# have no turn signals, horn, electric windows and locks dont work



## obermd (Mar 3, 2012)

Flood damage can destroy the entire electrical system. You are probably looking at replacing miles of wiring along with fuse boxes, computer components, etc. There's a reason you can't get warranties on flood damaged cars and that anytime one is sold it must be flagged as flood damage.
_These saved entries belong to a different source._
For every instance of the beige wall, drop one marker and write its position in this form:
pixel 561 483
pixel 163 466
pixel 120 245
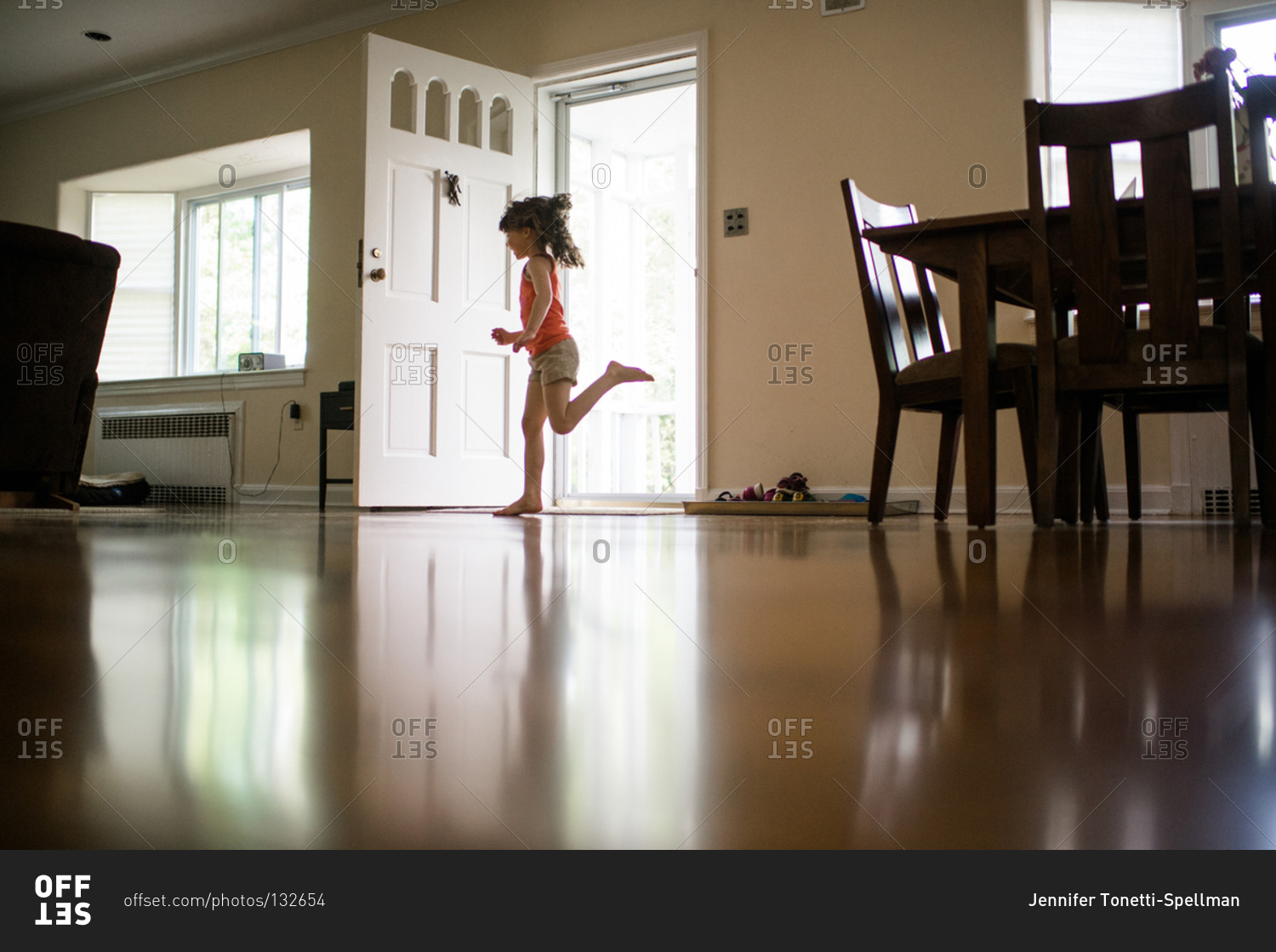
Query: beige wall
pixel 793 110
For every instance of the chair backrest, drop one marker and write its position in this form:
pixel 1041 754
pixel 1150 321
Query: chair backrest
pixel 900 303
pixel 1161 125
pixel 1261 104
pixel 55 296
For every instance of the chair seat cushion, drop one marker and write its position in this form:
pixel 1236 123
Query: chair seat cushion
pixel 948 365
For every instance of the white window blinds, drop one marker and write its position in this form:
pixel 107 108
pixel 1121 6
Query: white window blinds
pixel 1102 51
pixel 140 333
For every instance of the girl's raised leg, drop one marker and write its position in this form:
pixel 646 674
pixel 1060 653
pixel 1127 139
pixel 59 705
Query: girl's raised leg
pixel 533 453
pixel 564 415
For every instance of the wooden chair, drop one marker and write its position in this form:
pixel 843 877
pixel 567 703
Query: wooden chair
pixel 1261 104
pixel 901 309
pixel 1105 359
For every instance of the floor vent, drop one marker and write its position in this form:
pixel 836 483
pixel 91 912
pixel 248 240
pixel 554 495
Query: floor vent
pixel 181 451
pixel 1217 502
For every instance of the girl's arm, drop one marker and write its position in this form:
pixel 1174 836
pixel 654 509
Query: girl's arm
pixel 538 270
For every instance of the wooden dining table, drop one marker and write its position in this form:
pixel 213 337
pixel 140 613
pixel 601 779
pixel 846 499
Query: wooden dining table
pixel 990 258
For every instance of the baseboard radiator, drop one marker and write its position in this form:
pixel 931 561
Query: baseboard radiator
pixel 181 451
pixel 1217 502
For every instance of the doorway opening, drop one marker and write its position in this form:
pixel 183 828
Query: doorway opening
pixel 627 152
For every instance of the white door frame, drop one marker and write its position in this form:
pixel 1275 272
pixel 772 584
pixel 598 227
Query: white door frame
pixel 544 176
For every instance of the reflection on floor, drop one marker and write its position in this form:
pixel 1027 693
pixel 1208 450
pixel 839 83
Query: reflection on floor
pixel 286 679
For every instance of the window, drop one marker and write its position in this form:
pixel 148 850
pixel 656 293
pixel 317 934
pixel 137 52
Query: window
pixel 244 272
pixel 1102 51
pixel 140 334
pixel 247 271
pixel 214 259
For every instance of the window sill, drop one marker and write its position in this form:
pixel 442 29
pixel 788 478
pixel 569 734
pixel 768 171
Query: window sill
pixel 203 383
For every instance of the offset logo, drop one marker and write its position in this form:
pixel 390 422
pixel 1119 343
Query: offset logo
pixel 63 887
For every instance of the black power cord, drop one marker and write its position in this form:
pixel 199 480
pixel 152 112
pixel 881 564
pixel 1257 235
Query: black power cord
pixel 278 447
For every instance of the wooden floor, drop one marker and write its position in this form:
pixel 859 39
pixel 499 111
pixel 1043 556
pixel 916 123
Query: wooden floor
pixel 285 679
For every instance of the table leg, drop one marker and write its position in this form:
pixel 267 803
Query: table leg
pixel 979 356
pixel 323 465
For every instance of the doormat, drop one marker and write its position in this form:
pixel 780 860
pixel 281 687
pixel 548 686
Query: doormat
pixel 897 507
pixel 551 510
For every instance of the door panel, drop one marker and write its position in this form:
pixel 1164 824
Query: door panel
pixel 436 396
pixel 413 219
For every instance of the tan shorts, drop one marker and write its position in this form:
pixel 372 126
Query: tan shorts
pixel 559 362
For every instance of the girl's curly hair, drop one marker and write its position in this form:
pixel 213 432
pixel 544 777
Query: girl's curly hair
pixel 546 217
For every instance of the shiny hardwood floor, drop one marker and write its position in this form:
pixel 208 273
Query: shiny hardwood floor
pixel 286 679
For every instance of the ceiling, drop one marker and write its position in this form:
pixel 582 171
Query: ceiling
pixel 46 61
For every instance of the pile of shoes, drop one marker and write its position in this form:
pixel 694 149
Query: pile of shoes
pixel 790 489
pixel 115 489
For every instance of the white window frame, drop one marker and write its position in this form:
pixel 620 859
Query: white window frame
pixel 186 204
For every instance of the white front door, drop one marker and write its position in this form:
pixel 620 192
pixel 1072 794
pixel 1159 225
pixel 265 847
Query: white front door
pixel 439 402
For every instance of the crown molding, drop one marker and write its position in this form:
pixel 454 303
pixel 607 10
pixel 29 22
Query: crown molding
pixel 333 26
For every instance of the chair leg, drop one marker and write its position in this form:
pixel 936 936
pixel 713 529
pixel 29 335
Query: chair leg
pixel 1102 510
pixel 949 436
pixel 1025 408
pixel 1090 449
pixel 1069 467
pixel 883 459
pixel 1048 448
pixel 1263 461
pixel 1238 441
pixel 1133 472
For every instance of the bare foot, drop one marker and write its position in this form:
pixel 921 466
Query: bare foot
pixel 520 507
pixel 624 374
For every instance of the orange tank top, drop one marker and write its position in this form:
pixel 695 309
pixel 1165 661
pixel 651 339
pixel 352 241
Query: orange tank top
pixel 554 327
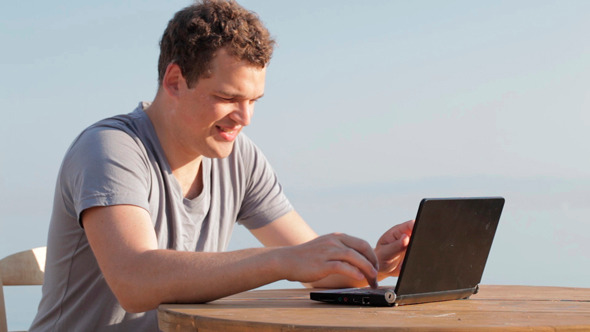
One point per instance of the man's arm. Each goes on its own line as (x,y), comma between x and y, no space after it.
(142,276)
(292,230)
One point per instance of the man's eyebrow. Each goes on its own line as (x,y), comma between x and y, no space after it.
(237,95)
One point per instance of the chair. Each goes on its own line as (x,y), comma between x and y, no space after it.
(23,268)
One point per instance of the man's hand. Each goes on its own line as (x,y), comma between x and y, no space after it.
(332,254)
(391,248)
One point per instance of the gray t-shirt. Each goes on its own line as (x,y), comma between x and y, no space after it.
(120,161)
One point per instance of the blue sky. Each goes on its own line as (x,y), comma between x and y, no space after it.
(369,106)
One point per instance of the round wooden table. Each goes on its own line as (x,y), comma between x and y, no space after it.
(500,308)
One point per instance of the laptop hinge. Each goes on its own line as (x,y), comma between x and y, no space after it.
(436,296)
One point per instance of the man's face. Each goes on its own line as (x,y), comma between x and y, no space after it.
(212,113)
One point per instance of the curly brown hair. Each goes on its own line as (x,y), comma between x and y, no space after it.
(196,32)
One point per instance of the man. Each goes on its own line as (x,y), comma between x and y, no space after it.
(145,202)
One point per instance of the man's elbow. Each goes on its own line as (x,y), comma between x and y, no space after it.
(135,299)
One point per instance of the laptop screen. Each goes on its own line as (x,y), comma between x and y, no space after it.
(450,244)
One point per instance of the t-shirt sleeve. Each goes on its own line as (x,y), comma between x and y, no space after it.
(264,199)
(103,167)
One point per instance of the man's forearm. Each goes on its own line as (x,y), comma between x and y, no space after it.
(168,276)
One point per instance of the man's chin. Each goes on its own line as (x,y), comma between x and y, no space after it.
(221,152)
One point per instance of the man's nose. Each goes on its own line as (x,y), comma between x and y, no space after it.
(243,113)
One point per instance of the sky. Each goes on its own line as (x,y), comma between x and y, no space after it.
(369,107)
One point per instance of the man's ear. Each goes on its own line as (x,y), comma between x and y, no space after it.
(173,80)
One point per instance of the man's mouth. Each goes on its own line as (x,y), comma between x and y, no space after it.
(228,134)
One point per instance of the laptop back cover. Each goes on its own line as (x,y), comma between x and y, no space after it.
(448,249)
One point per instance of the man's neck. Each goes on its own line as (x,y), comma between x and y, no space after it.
(186,168)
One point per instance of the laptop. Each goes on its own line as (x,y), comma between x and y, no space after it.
(445,258)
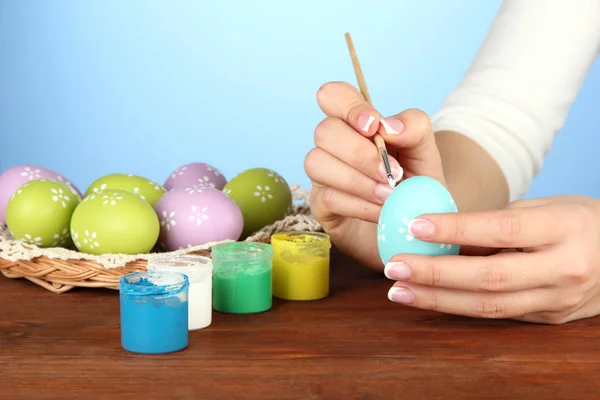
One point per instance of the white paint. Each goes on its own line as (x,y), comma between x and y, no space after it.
(198,269)
(200,303)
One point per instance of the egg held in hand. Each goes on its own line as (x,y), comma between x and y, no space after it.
(138,185)
(196,216)
(411,198)
(263,196)
(114,221)
(39,213)
(195,174)
(14,177)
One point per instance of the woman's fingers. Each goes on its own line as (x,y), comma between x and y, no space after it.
(326,170)
(503,272)
(335,137)
(411,134)
(327,202)
(478,305)
(507,228)
(343,101)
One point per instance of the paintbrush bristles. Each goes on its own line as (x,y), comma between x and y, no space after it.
(362,85)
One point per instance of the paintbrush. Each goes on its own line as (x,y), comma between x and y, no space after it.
(378,139)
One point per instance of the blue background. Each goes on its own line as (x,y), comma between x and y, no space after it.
(89,88)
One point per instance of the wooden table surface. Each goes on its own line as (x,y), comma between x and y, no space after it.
(353,345)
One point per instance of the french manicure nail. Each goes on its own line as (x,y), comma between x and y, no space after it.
(365,121)
(397,271)
(421,228)
(401,295)
(382,191)
(392,126)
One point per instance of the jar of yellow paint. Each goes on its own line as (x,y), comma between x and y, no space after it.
(300,265)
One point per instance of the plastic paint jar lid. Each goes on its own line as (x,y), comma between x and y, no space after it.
(313,243)
(248,252)
(153,284)
(301,265)
(197,268)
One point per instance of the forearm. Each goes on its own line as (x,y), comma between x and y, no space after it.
(472,176)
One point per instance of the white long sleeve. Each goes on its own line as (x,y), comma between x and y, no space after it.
(517,92)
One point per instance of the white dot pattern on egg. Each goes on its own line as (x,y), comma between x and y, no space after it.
(195,216)
(195,174)
(411,198)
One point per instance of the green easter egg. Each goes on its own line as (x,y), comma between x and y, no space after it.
(114,221)
(263,196)
(39,213)
(144,188)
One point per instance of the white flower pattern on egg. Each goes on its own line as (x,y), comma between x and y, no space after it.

I would start with purchasing the maintenance manual for the car and then going from there. You'll need top notch vehicle troubleshooting skills and deep pockets as well.


----------



## Jim Frye (Mar 16, 2011)

I agree with obermd. If this one was in a flood some time ago (like from the Hurricane Sandy era), it may have so much hidden damage that it is a lost cause. The more modern the car, the more electrical damage it will have accrued and the more costly the fix, if you can actually fix it. I've seen some real horror stories regarding late model Sandy cars that my first impulse is to run screaming into the night on them. Those cars ended up all over the country in the months following the insurance companies selling off those turkeys. These cars were supposed to be sold for scrap or parted out, but the criminal element got a hold of them, faked new titles and auctioned them off all over the country. My advice is to take it to an auction and cut the losses.
I recall a guy that had a '12 Civic that had both fuse panels that were all green deep inside from corrosion. Even after replacing both, he couldn't get it run. He spent months trying to trace the title and never did get it right.


----------



## Jim Frye (Mar 16, 2011)

I wonder if the OP will ever come back with an update?


----------



## brian v (Dec 25, 2011)

Shoot guess what guys he is not looking back , forward or to the side . too many security written into these vehicles these days for the used car dealer to contend with .
Only an authorized dealership can program the modules to talk to the computers firm ware .


----------